No, this isn't going to include a second piece of writing. Just...a second journal entry to sort of conclude my melodramatic musings from last night. Let it be known that I have lots of emotions running rampant through my mind/heart right now, no doubt brought about by mother nature stopping in for her monthly visit. I'm also in what I believe to be a difficult place in my life because I've reached what I would call a "fork in the road". What I do right now will effect where my life goes from here on and I think it'll be in a huge way. That idea alone scares the living s**t out of me. Growing up is a very scary and final step, but I think I can do it. I just have to take the right steps and not trip up along the way.
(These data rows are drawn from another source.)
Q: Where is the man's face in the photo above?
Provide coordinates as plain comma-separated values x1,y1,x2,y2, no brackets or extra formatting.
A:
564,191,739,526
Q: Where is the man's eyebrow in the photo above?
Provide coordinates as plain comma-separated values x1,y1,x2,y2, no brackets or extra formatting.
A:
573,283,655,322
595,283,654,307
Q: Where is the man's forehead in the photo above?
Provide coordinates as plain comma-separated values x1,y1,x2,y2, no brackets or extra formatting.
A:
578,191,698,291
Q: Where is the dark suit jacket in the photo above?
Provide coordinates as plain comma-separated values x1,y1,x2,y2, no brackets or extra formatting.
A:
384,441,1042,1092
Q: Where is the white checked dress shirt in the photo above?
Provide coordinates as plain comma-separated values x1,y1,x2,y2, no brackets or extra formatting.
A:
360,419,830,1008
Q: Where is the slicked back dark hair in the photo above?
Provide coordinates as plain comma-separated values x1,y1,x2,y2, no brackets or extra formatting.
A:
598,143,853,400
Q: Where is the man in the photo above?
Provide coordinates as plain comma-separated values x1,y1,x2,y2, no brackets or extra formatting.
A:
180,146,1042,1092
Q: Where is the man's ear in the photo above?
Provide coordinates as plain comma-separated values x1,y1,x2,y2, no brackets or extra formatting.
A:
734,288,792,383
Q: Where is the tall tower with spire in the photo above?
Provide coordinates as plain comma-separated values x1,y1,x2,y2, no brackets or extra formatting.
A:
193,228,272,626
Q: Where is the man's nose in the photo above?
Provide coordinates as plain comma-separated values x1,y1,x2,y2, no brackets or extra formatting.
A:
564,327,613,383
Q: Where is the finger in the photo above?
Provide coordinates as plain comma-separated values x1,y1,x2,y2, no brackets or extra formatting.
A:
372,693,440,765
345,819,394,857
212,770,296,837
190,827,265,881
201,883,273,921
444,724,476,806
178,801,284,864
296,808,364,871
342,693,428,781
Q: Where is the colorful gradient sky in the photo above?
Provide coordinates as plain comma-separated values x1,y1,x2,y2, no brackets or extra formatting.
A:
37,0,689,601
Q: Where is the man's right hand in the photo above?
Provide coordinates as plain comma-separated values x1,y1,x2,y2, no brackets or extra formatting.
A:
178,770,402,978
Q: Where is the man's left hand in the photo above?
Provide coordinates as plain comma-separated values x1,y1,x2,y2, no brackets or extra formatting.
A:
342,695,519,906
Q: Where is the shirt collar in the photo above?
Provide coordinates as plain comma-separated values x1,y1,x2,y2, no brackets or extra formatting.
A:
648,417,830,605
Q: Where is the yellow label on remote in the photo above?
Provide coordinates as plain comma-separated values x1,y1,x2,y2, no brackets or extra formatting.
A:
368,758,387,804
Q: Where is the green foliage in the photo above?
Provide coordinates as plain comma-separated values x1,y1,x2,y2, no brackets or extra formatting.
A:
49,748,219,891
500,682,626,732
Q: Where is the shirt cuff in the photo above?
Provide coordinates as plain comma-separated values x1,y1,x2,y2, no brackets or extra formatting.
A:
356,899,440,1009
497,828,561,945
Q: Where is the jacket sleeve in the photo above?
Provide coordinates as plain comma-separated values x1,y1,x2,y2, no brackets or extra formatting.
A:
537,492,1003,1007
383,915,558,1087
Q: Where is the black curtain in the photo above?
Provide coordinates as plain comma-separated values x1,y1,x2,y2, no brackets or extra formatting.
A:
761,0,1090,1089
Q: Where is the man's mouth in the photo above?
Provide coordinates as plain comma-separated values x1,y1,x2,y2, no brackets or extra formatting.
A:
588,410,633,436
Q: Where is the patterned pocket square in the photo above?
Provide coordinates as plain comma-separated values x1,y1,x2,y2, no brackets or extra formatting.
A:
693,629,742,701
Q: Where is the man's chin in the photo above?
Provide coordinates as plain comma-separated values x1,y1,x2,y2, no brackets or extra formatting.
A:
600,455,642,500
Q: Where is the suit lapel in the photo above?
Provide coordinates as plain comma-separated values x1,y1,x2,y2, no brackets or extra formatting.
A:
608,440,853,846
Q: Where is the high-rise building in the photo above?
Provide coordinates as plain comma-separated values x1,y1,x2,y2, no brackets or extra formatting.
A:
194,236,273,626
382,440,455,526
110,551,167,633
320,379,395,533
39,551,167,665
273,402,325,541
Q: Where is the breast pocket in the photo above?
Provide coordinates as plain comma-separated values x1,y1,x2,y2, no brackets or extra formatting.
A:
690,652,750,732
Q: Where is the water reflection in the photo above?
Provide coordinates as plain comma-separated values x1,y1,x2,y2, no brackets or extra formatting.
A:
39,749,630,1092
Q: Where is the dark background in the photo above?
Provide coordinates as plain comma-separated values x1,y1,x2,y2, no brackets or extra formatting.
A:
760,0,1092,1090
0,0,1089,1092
I've been going back and forth between a lot of different professions and stuff...or at least majors anyway. I haven't been able to decide what I really want to do. I have so many passions and hobbies. I don't like the idea of having to give up any of them, and I think I've finally found a comfortable place in which I can take advantage of them all. Unfortunately, that would require another move, if I really wanted to do this. For those of you who don't know, there aren't a lot of opportunities when it comes to an education in Film development in Kentucky. Like...at all. There isn't even a school that offers a program around here. So...I don't know what to do. I don't want to move again. I'm tired of moving and I'm tired of nothing being stable.
So I feel like that is my crossroads. I just watched the final disk in Supernatural Season Six today, so I'm very tempted to say "Crossroads Demon". Damn you, Crowley! You've caught me in your evil web.
All joking aside, thus is my predicament. Should I choose stability and give up the idea of going to school? Or should I go to school and pursue a profession that's not even 100% guaranteed and forfeit what little stability I have right now? For now, I think that I might put school off, as much as I hate the idea of it. I hate not going to school because I feel like I'm standing still when I'm not learning, but I don't want to pay the price and lose everything I still have. So...maybe I'll get a job and save up. For now, I feel like that's all I can do.
I don't know if this sounds like a depressing entry or anything. I feel a little depressed about this decision, but I feel like it's the right one and I think I'll be able to make peace with it. It'll just take a little time is all.